The new Reflection Center, which is planned to open in March with the Student Life building, was a push by President Matthew Holland as a response from UVU students.
“We have been working on this project for over 15 years, when students came to me admitting that they were praying in the restrooms,” said Linda Walton, co-chair of the Reflection Center Advisory Board. “That is unacceptable.”
Lack of accommodation for the diversity of faiths on campus is currently an issue identified by President Holland that is hoped to see some resolution with the addition of the new Reflection Center.
Despite the 80 percent LDS majority of students, the university also has a large and increasingly diverse population including students from all 50 states and nearly 70 foreign countries.
“The 80 to 86 percent of the LDS population does not negate the need for coming together,” said Blair Van Dyke, LDS Orem institute of religion advisory board member. “Within the Mormon population there is a great depth of diversity. Mormonism practiced today is not a monolith, especially at a university campus,”
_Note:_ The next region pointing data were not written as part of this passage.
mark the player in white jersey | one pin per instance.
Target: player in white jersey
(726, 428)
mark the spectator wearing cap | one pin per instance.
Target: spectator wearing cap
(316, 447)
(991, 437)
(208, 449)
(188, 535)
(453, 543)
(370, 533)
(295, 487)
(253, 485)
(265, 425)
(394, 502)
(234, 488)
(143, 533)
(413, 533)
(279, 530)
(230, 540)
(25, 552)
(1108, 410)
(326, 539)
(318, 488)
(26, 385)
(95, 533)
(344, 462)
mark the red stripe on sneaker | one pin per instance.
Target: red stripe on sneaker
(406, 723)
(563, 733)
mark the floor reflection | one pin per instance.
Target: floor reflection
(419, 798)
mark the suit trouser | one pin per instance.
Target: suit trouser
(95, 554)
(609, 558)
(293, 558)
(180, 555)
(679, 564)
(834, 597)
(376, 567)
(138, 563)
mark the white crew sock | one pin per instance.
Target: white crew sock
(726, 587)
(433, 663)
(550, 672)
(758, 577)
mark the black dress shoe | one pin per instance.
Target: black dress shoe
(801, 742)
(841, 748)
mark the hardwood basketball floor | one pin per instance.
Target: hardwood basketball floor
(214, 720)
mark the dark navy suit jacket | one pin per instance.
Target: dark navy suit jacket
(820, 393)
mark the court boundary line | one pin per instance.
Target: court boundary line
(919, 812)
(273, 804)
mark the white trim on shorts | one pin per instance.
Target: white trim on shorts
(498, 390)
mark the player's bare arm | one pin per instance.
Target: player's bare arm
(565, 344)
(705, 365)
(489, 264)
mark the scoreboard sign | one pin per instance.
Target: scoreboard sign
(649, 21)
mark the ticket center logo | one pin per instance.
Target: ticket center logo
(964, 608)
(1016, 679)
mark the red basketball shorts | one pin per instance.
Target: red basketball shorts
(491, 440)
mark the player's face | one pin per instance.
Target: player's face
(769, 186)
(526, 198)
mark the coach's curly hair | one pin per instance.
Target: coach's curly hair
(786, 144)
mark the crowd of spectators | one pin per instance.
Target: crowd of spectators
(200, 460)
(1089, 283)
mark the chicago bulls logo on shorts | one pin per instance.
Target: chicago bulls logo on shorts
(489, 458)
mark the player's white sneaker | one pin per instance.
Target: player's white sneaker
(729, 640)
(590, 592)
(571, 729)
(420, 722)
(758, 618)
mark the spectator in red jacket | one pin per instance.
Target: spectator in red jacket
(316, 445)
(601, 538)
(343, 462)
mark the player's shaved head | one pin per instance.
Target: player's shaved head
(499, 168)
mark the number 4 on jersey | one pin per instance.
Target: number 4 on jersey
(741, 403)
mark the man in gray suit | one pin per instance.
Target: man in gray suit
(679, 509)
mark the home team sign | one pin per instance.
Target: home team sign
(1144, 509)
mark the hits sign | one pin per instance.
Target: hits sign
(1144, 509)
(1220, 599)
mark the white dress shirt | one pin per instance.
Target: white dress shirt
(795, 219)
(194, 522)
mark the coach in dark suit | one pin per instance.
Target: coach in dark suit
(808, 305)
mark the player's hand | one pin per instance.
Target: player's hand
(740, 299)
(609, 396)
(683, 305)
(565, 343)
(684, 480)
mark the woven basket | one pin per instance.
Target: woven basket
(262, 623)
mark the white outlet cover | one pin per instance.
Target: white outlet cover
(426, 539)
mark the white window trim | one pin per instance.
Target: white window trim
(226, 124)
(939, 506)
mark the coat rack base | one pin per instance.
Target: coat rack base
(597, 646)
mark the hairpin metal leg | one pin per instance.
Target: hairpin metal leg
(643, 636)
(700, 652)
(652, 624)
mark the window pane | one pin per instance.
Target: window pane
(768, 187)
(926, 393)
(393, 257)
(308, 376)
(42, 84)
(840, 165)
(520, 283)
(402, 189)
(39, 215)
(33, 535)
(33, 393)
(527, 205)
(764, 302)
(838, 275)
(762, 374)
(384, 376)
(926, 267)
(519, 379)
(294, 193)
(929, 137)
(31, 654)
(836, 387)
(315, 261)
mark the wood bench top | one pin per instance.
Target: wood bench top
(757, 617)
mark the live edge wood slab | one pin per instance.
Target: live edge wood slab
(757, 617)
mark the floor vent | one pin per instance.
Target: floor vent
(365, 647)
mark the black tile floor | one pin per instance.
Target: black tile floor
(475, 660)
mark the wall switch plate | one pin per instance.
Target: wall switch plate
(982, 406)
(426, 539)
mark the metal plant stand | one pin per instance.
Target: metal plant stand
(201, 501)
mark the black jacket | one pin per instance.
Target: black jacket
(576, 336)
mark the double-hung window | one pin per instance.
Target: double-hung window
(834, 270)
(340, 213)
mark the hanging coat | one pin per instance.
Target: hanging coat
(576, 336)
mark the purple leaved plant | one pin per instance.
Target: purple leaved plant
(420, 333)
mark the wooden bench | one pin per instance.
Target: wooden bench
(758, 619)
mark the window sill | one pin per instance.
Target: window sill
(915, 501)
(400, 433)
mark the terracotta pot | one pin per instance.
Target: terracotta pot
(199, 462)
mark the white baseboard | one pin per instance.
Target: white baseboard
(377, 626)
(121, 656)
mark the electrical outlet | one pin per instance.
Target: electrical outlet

The Reflection Center will be a place for multiple religious groups to meet and conduct workshops on spirituality. The LDS Institute facilities located close to campus service the large LDS student community, however, it’s planed that the Reflection Center will be able to bring together and service all denominations.
“The LDS Institute was generous to provide space for [non-LDS students], however a more neutral space was needed, said Walton. “Funded by students, this space will provide—along with the rest of Student Wellness Center—for physical, mental and spiritual welfare for anyone on campus.”
The center will be in three sections dedicated to specific activities. One will be an enclosed space for silent prayer, meditation and reflection. The second will be for verbalized prayer and other appropriate forms of religious expression. The third will be for convening lectures, student club meetings and discussion groups.
“The Reflection Center provides space for meditation, prayer, reflection, or other forms of individual religious expression,” according to the UVU’s Interreligious Engagement Initiative.
In particular, Muslim prayer—which takes place five times a day—is essential to spiritual growth.
Dr. Ruhul Kudus, of the Utah Valley Islamic Council, said Islamic students take alternative routes to fit in their daily prayers on campus. Some schedule a room in the Sorenson Center for group prayer while others travel to the University Mall mosque.
“[The Reflection Center] makes a very big difference to the Islamic culture. It is the first university I’ve been to that makes these kinds of accommodations,” said Kudus. “We appreciate it.”
The committee for the Center is in the process of making guidelines to create an atmosphere for spiritual meditation. Brian Birch, associate vice president of Academic Affairs, said that staff will be present during most business hours to help students and facilitate the Center.
Groups that have been instrumental in obtaining this facility include the Orthodox Christian Club, Saudi Student Association, Utah Valley Interfaith Club, Latter-day Saint Student Association, InterVarsity Christian Fellowship, Baptist Campus Ministries as well as many outside community partnerships.
However, even though the Reflection Center’s main goal is to give people of other faiths a home on campus, it is not the only reason.
“Stress is the number one cause for college failure,” Amy Grubb, director of Campus Recreation and Wellness, said. “[The Reflection Center] will be a great place to quiet your mind.”
Although only planning and prioritizing will fully relieve the anxieties of paper due dates, family obligations and social life, the Reflection Center is also there to combat stress. “Regular moments of quiet reflection and meditation are proven to contribute to sound mental health,” according to a UVU Fact Sheet on the Reflection Center.
In order to better inform students about the functionality of the Reflection Center, a publicity plan is currently in the works. It will focus on students, the campus community and the broader region.
A ribbon-cutting ceremony will take place on April 1 to open the Reflection Center.